Juan Villa Díaz Crónica de las arenas La otra cara de Doñana ePub r10 Batillo - photo 1

Juan Villa Díaz

Crónica de las arenas

La otra cara de Doñana

ePub r1.0

Batillo 16.03.16

Título original: Crónica de las arenas

Juan Villa Díaz, 2005

Editor digital: Batillo

ePub base r1.2

Para Rocío Pues valdrá por ejércitos el miedo QUEVEDO Pero al lado de - photo 2

Para Rocío

Pues valdrá por ejércitos el miedo QUEVEDO Pero al lado de las vegas de - photo 3

«Pues valdrá por ejércitos el miedo.».

QUEVEDO

«Pero al lado de las vegas de Valencia, Granada y Murcia,

en contraste horrible… la espantosa soledad

que se prolonga desde el Tinto hasta el Betis».

Informe de la Junta Facultativa de Ingenieros de Monte

1 de mayo de 1855

S ubirás acezante los escalones que remontan el cabezo en dos tramos paralelos. Almagres. De uno en uno de dos en dos de tres en tres. Saltas los rellanos como un gato, aunque te vengan a contrapié. Arriba, la «basílica» se te aparece nítida contra el cielo azul añil que ya hace rato cobija una luna casi redonda: las estrechas naves, la caprichosa fachada de un barroco enteco y esmirriado, la pretenciosa espadaña donde el Arcángel San Miguel humilla a la Bestia, retorciéndose bajo su pie poderoso: recién estrenada, con su aire frágil, como las iglesias de cartón piedra de los decorados de los teatros; falsa, sucinta, sin caché; iglesia misional para pobres y descreídos. A su izquierda, la casa grande es una pacífica masa de sombras arropada por las rechonchas palmeras y los eucaliptos. En la terraza que mira a la Algaida de la Osa alguien enciende una lámpara de gas. Te observa. Te pareció Gerundina, por las hechuras.

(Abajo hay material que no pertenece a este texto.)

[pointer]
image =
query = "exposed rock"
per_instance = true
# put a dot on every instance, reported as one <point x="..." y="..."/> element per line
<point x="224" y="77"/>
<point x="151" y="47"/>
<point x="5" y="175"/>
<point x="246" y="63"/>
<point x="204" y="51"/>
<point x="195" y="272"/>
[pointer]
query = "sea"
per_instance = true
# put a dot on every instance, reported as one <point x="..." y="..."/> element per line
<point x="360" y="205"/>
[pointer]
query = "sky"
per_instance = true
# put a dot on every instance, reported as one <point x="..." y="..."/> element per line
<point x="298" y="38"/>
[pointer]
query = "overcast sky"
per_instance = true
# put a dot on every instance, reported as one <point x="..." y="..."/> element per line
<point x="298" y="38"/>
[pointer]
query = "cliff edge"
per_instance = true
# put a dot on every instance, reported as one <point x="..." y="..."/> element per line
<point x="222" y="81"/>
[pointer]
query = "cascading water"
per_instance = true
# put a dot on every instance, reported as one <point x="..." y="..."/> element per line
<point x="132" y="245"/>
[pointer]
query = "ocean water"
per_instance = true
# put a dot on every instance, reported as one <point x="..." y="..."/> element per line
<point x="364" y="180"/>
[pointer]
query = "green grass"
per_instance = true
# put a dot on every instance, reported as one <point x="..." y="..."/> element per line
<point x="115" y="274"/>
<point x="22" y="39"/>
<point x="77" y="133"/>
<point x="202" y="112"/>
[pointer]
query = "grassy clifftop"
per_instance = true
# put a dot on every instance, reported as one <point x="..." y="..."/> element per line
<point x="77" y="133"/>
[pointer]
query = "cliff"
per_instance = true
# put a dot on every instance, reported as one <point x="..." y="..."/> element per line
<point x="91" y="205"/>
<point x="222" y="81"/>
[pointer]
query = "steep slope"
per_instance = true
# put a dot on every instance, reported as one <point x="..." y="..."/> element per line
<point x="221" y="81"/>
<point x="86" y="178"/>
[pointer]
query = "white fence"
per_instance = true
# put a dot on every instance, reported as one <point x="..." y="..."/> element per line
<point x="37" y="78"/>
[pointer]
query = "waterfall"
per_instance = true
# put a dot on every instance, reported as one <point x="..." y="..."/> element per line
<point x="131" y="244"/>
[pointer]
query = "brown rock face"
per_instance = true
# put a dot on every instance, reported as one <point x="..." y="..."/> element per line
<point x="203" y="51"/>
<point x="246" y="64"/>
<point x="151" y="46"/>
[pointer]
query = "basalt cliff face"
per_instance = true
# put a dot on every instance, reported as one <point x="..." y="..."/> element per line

Aún no sabes con certeza qué es lo que sabes, como el que hurga inconsciente en el nido de un alacrán barruntas más que probable la mordedura. Pero no te amilanas. Sigues, maquinal, acorchado. ¡Tonto!

¿Cuánto tiempo ha pasado? ¿Medio siglo? ¿Más? Tú lo sabes bien: cincuenta años, sí, medio siglo justo. Ves. Sólo la iglesia resiste, con su consustancial soberbia al final siempre triunfa, ¡tanto te lo repitieron en el seminario! Mira, ahí, entre la magarza, restos de la escalinata, quebrados, descoloridos. A la casa grande la devoró la maleza. Y los doce eucaliptos ajenos, como si nada hubiera pasado, medrando implacables; los doce tótems, todos de diferentes especies como diferentes fueron las doce tribus de Israel o los doce apóstoles de los que cada uno tomaba el nombre. Tu padrino los quiso plantar con sus propias manos y los bautizó uno a uno. ¿Recuerdas? Los doce escoltas del gran «Coloso Blanco», como también él lo nominó, su quimera, y finalmente su sayón, traído en barco desde Australia y trasplantado allí se decía el día mismo que los holandeses tomaron posesión de El Majadal: blanco, enhiesto, sin mácula; alegoría del recto y limpio futuro que se abría para todos. Hizo que te aprendieras los nombres y sus porqués: tú, Jeremías, serás su cancerbero hasta que sean también unos colosos que a nadie necesiten, y eso será muy pronto; son mis hijos bienamados y en ellos tengo puestas todas mis esperanzas, y las de esta tierra.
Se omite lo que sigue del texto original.